Das Ufer des Flusses wurde zwei Tage später erreicht, die Gruppe schien ihren Verfolgern entkommen zu sein, der willkürlich abgesetzte Premier stand kurz davor, seine Hochburg Stanleyville (heute: Kisangani) zu erreichen. Auf die Fähre aber musste gewartet werden, die Frau des Premiers wollte es so, weil sie die Überfahrt im Kanu scheute. Der Premier, sich der Gefahr bewusst, setzte zunächst ohne sie über. Es folgte jener tragische Augenblick, als ihn, bereits auf sicherem Terrain, sein Gewissen zwang, umzukehren: Er ließ sich zurückbringen. Dann erreichten Mobutus Soldaten das Ufer. Lumumba wurde umgehend verhaftet und in Léopoldville von den Putschisten auf einem offenen Militärlaster zur Schau gestellt, ohne seine Hornbrille, gezeichnet von Misshandlungen, mit einem vielleicht erstaunten Blick, in dem sich sein Schicksal spiegelte.
Das Foto des Schreckens ging um die Welt und hatte Massenproteste zur Folge, während sich der Widerstand auch im Land sammelte und weiter anwuchs. Der gefangene Mann wurde ins Militärcamp Hardy bei Thysville überführt. Er blieb selbst in Haft ein Risiko für die Machthaber. So verschleppten sie ihn nach sechs Wochen im Folterknast in die Separatistenprovinz Katanga. Am 17. Januar 1961 wurde er dort ermordet, sein Körper zerstückelt und in Säure aufgelöst. Die Überreste kamen in die Knochenmühle. Nichts sollte von ihm übrig bleiben.
Élias Okit’Asombo wurde am 2. Juli 1925 geboren. Unter dem Namen Patrice Émery Lumumba wurde er drei Jahrzehnte später zur Schlüsselfigur für die Zukunft des Kongo und ganz Afrikas. Doch sein Programm wurde brutalst gestoppt. Die hypothetische Frage, was aus dem Land am Kongostrom geworden wäre, hätte Lumumba seine Ideale verwirklichen können, erzeugt lähmende Bitternis angesichts dessen, was nach seinem Tode in der Demokratischen Republik Kongo (ab 1960, 1971–1997 Zaire), vormals Freistaat Kongo (1885–1908) und Belgisch-Kongo (1908–1960) geschah.
Lumumba erblickte unter der kolonialen Herrschaft in Belgisch-Kongo in dem Dorf Onalua (Provinz Kasai, heute: Sankuru) das Licht der Welt, mitten im Busch. »Das Herz der Finsternis« hatte Joseph Conrad Ende des 19. Jahrhunderts das Innere des schwarzen Kontinents genannt, größter Flächenstaat südlich der Sahara, eine wasserreiche Region.
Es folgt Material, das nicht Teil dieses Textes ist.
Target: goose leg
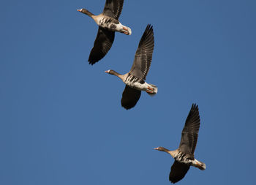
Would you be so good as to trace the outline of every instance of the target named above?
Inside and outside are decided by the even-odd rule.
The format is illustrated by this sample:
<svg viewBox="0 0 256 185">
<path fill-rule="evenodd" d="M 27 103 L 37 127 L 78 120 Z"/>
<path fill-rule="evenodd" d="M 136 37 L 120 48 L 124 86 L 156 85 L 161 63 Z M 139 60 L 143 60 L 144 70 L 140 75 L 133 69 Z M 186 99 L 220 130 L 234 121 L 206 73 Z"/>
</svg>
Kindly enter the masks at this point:
<svg viewBox="0 0 256 185">
<path fill-rule="evenodd" d="M 124 29 L 125 31 L 129 31 L 127 28 L 125 28 L 124 26 L 123 26 L 123 29 Z"/>
<path fill-rule="evenodd" d="M 148 89 L 151 90 L 151 91 L 154 91 L 154 88 L 151 88 L 150 86 L 148 86 Z"/>
</svg>

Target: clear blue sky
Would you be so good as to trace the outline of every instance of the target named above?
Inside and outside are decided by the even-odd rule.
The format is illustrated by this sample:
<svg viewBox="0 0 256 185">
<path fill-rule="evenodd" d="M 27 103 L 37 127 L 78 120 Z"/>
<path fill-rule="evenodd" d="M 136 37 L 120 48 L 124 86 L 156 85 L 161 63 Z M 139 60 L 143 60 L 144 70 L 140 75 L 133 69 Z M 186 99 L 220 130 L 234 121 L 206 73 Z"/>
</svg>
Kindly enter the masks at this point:
<svg viewBox="0 0 256 185">
<path fill-rule="evenodd" d="M 108 55 L 87 60 L 97 26 L 77 9 L 105 0 L 10 0 L 0 6 L 0 184 L 169 184 L 176 149 L 193 102 L 201 118 L 192 167 L 178 184 L 256 184 L 256 1 L 124 1 Z M 135 108 L 121 107 L 140 37 L 155 48 Z"/>
</svg>

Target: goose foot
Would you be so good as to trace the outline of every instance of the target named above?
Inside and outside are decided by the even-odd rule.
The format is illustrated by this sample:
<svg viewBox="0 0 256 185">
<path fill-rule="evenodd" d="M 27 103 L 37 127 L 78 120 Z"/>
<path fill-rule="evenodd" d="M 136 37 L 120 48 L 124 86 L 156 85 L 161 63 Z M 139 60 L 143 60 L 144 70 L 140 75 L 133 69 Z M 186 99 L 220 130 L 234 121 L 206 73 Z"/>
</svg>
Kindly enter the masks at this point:
<svg viewBox="0 0 256 185">
<path fill-rule="evenodd" d="M 123 31 L 122 33 L 123 33 L 123 34 L 127 34 L 127 35 L 129 35 L 129 32 L 127 32 L 127 31 Z"/>
<path fill-rule="evenodd" d="M 128 31 L 128 29 L 125 27 L 123 26 L 123 29 L 124 29 L 125 31 Z"/>
<path fill-rule="evenodd" d="M 148 89 L 151 90 L 151 91 L 154 91 L 154 88 L 151 88 L 151 87 L 149 87 L 149 86 L 148 86 Z"/>
</svg>

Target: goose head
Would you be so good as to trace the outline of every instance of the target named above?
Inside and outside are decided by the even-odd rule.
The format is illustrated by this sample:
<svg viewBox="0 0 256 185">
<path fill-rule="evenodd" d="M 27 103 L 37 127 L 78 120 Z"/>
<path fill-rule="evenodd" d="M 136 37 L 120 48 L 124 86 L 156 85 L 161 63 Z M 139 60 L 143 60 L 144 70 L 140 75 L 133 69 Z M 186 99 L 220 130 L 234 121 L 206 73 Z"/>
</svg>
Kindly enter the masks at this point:
<svg viewBox="0 0 256 185">
<path fill-rule="evenodd" d="M 114 70 L 111 70 L 111 69 L 105 71 L 105 72 L 108 73 L 110 75 L 115 75 L 116 73 L 116 72 L 115 72 Z"/>
<path fill-rule="evenodd" d="M 162 146 L 157 147 L 157 148 L 154 148 L 154 149 L 157 150 L 157 151 L 165 151 L 165 152 L 169 151 L 168 149 L 166 149 L 165 148 L 164 148 Z"/>
</svg>

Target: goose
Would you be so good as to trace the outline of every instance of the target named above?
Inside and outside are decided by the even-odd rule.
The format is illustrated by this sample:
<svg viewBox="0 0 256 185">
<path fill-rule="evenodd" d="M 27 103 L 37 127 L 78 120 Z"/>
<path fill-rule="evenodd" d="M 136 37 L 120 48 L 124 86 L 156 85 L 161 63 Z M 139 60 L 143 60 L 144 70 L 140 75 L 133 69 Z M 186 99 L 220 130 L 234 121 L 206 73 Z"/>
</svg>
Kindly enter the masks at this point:
<svg viewBox="0 0 256 185">
<path fill-rule="evenodd" d="M 121 104 L 127 110 L 135 106 L 141 91 L 146 91 L 151 96 L 157 93 L 157 87 L 155 85 L 145 81 L 152 60 L 154 42 L 153 26 L 148 24 L 140 39 L 130 71 L 124 75 L 112 69 L 105 71 L 110 75 L 118 77 L 126 84 Z"/>
<path fill-rule="evenodd" d="M 106 0 L 102 13 L 95 15 L 82 8 L 77 10 L 93 18 L 99 25 L 94 48 L 91 49 L 88 61 L 93 65 L 102 59 L 110 49 L 115 38 L 115 31 L 132 34 L 130 28 L 122 25 L 118 18 L 123 8 L 124 0 Z"/>
<path fill-rule="evenodd" d="M 204 170 L 206 168 L 205 163 L 197 160 L 194 156 L 199 127 L 198 105 L 192 104 L 187 118 L 185 126 L 182 130 L 181 140 L 178 148 L 175 151 L 169 151 L 162 146 L 154 148 L 160 151 L 165 151 L 174 158 L 174 163 L 171 167 L 169 175 L 169 181 L 173 184 L 181 180 L 185 176 L 190 166 L 196 167 L 201 170 Z"/>
</svg>

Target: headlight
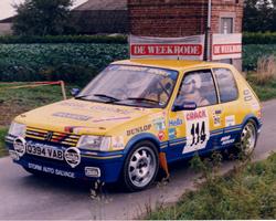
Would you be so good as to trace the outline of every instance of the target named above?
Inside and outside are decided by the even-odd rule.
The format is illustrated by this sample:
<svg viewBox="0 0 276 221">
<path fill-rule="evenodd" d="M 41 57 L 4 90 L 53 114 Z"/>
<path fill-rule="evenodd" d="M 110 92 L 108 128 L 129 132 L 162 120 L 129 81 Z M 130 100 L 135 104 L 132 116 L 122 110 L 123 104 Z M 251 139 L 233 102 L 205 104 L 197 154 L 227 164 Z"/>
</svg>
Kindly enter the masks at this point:
<svg viewBox="0 0 276 221">
<path fill-rule="evenodd" d="M 9 135 L 14 137 L 25 137 L 25 125 L 19 123 L 11 123 Z"/>
<path fill-rule="evenodd" d="M 83 135 L 78 140 L 79 149 L 108 151 L 110 137 Z"/>
</svg>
Onalua liegt einige hundert Kilometer nördlich der urgewaltigen Boyomafälle (früher: Stanleyfälle), sieben Katarakte, die die weitere Beschiffung des Kongostroms vom Atlantik aus unmöglich machen.
Hier wäre der Abenteurer und Journalist Henry Morton Stanley mit seiner Expedition vom Indischen zum Atlantischen Ozean 1877 fast gescheitert, nur mit dezimierter Mannschaft erreichte er im Jahr darauf doch noch den Golf von Guinea. Keine zehn Jahre später brachte er im Auftrag Léopolds II., des Mannes mit dem weißen, spatenförmigen Vollbart, die gesamte Region unter seine Kontrolle und legte die territorialen Grundlagen für den »Freistaat« als Privatbesitz des belgischen Königs. Erhalten hatte er den Auftrag auf der Berliner Kongo-Konferenz im Jahre 1884, bei der die europäischen Kolonialländer den afrikanischen Kontinent unter sich aufteilten.
Brutale Herrschaft
Léopold II. etablierte für fast ein Vierteljahrhundert – und höchstwahrscheinlich entspricht das trotz der Völkermorde in Deutsch-Südwest und Ostafrika den Tatsachen – die fürchterlichste unter allen fürchterlichen Kolonialherrschaften. Die Grausamkeiten, die unfassbare Entmenschlichung, die der Monarch über das Land brachte, führten zur Halbierung der Bevölkerung: von zu Stanleys Ankunftszeit geschätzten 29 Millionen auf etwa zehn bis zwölf Millionen Menschen im Jahr 1908.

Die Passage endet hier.